We would be happy to address this question. The initially low discriminator losses at 0.5% (0.24 for KDM and 0.53 for GET) indicate that the discriminator was effective at distinguishing real from generated data in the early stages of training. This is expected, as the generator at this point was still untrained, producing outputs that were easy to identify as fake.
As training progressed, the generator improved significantly, as reflected in its decreasing loss values (from over 4.0 to around 0.7–0.9), meaning it became increasingly capable of producing realistic-looking samples that could partially fool the discriminator.
With the generator’s outputs becoming more convincing, the discriminator’s task naturally became harder, leading to an increase in its loss, which converged to around 1.1–1.2. This higher loss indicates that the discriminator could no longer easily separate real from fake data - a hallmark of successful GAN training. Finally, both losses are relatively stabilized, showing that the generator and discriminator were continuously challenging each other. Such a balanced equilibrium helps prevent collapse, drives the generator generation quality forward, and reflects healthy adversarial dynamics.
Thank you again, and we are happy to address any additional questions or clarifications you may have.

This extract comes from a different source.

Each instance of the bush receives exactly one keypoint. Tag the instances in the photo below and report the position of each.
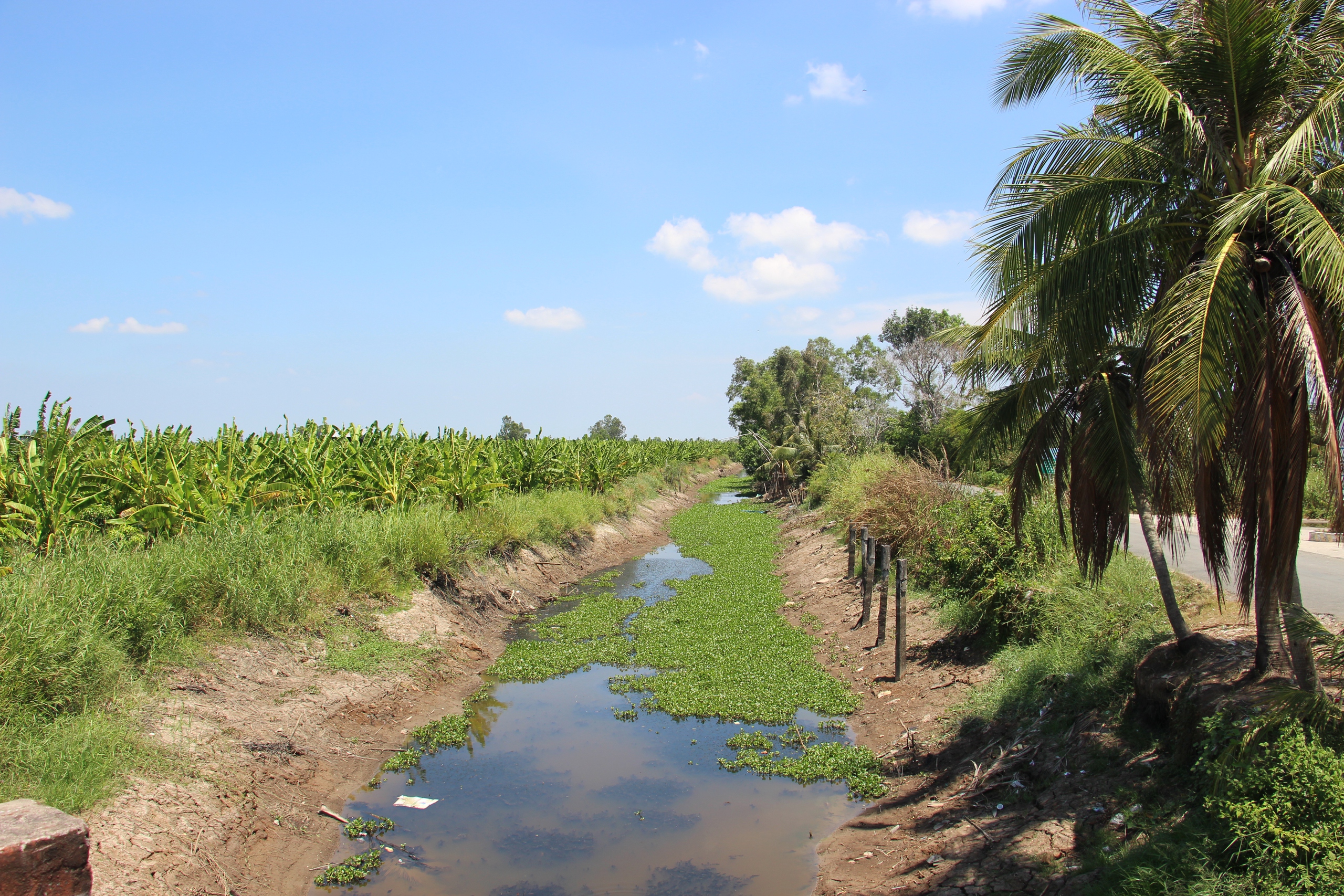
(896, 498)
(1277, 806)
(1085, 641)
(973, 558)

This paper leverages Koopman theory to propose a method for diffusion model offline single-function-evaluation distillation. The reviewers unanimously praised the theory, and the connection between Koopman theory and sampling in diffusion models. The main issue reviewers raised was the underperformance of the proposed method as compared to online distillation methods.
Although I agree with the reviewers that outperforming online distillation methods would strengthen the paper, I do not believe such results are necessary for acceptance, as the method performs competitively compared to existing offline distillation approaches, and the presented connections to Koopman theory are valuable to the community.